Brat: Gummy Bear is Catholic, Chanel. You know that. It's against his religion to live with a woman he isn't married to.
ME: Um...isn't it also against his religion to commit Fornication? But you've done that plenty of times.
Brat: We never plan that! We always say it's not going to happen again, and then it does and he has to go confess and say his Hail Marys.
ME: That's the most retarded thing I've ever heard!
Brat: Well, it's true. His parents won't even consider letting him live with me unless we're married, and I can't stand living in this house anymore. So we're getting married at the Court House on the 22nd and I want you to be there.
Good. Fucking. Grief.
Both of my younger sisters are fucking feather headed geese. And it gets better.

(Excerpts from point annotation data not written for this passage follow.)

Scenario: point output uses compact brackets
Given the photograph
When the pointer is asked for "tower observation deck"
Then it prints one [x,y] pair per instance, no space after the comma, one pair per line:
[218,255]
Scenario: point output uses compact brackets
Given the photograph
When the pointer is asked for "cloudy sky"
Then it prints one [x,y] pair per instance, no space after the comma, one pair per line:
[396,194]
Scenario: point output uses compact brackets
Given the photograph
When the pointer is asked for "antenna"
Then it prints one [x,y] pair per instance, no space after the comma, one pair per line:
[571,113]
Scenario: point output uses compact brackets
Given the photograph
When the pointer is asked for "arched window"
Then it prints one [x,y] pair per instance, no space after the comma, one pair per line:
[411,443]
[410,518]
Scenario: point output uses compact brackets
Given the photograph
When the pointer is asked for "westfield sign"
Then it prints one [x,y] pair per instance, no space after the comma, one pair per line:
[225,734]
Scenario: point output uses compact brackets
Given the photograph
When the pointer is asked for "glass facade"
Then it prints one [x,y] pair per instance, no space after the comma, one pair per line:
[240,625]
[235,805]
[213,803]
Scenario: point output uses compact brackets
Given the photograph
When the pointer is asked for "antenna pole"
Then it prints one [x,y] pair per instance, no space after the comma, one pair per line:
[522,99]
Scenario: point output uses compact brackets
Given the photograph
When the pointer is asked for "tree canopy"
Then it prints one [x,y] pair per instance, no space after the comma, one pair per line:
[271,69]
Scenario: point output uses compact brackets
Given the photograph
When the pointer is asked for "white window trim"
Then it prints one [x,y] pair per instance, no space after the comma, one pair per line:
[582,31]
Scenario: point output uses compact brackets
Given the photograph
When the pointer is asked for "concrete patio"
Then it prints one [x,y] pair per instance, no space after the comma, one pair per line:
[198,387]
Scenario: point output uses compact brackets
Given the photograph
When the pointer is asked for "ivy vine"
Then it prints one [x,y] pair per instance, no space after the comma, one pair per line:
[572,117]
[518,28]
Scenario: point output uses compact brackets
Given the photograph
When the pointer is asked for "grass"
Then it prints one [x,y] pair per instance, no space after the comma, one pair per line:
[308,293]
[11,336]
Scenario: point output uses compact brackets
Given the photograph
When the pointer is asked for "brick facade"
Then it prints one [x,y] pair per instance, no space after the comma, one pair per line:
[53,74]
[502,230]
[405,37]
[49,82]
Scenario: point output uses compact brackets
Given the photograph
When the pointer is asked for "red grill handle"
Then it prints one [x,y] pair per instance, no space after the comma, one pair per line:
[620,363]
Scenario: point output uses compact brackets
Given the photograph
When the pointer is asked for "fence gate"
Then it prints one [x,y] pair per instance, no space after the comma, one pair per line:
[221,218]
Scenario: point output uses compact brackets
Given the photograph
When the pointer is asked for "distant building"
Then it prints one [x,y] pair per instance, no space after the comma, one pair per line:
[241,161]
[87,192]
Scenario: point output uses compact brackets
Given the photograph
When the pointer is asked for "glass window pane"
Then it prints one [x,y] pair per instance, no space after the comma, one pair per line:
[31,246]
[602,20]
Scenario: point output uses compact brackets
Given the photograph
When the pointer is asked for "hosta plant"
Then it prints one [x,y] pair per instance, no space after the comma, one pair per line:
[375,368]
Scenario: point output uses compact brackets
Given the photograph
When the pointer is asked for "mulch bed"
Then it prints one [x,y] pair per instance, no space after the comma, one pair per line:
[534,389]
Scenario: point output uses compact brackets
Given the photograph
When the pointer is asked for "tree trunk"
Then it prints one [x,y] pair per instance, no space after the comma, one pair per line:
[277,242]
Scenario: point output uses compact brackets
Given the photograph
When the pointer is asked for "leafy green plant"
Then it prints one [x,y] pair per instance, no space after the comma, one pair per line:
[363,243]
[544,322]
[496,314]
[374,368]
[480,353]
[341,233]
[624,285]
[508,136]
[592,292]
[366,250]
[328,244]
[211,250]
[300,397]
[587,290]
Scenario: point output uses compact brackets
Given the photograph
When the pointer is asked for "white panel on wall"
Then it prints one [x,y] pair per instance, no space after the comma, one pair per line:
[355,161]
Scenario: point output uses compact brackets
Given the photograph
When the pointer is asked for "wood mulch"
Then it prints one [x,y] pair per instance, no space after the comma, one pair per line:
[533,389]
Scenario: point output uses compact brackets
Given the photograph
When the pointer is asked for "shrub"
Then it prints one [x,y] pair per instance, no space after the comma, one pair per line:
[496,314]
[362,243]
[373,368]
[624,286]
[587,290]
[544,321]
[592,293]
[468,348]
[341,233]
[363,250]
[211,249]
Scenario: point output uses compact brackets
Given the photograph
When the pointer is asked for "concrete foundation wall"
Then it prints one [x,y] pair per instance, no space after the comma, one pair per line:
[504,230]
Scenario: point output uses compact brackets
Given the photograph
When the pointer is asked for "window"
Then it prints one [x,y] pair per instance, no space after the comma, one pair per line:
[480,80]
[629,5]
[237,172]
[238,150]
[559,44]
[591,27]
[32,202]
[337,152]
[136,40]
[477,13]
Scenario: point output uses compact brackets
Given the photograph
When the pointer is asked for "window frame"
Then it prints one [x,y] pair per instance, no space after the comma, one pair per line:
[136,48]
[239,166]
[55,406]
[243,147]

Brat: By the way, you have to call Dad and tell him.
ME: WHAT? Why the fuck to I have to tell him? It's your fucking wedding!
Brat: Sherrell and I voted and you lost. He takes it better coming from you.
ME: Over my dead body, Brat. I'm not telling him!
Brat: Please?
ME: No. You do it. I'm not taking the heat for this one. You want to get married and play grown up? You do it your damn self like a big girl.
ME: No. You do it. I'm not taking the heat for this one. You want to get married and play grown up? You do it your damn self like a big girl.
Brat: Fine. But that's not fair.
ME: Oh yes it is.
As if that wasn't bad enough, following my conversation with Brat, Relly called.
ME: Yes, sister?
Relly: Did Breezy call you? (That's what she calls Brat.)
Relly: Did Breezy call you? (That's what she calls Brat.)
ME: Yes. And next time the two of you plot behind my back, make sure you actually have the man power to make me do what you want. I'm not calling Daddy.
Relly: Well, I didn't think you would after the last time. I just didn't want to do it.
ME: That's mature.
Relly: Well, anyway, it's on a Tuesday. Can you get off work?
ME: *sigh* Yeah. We can take our vacation and then go on it after the ceremony or whatever.
Relly: Good. You still coming out tonight?
ME: Hell yeah. I need a drink after all of this....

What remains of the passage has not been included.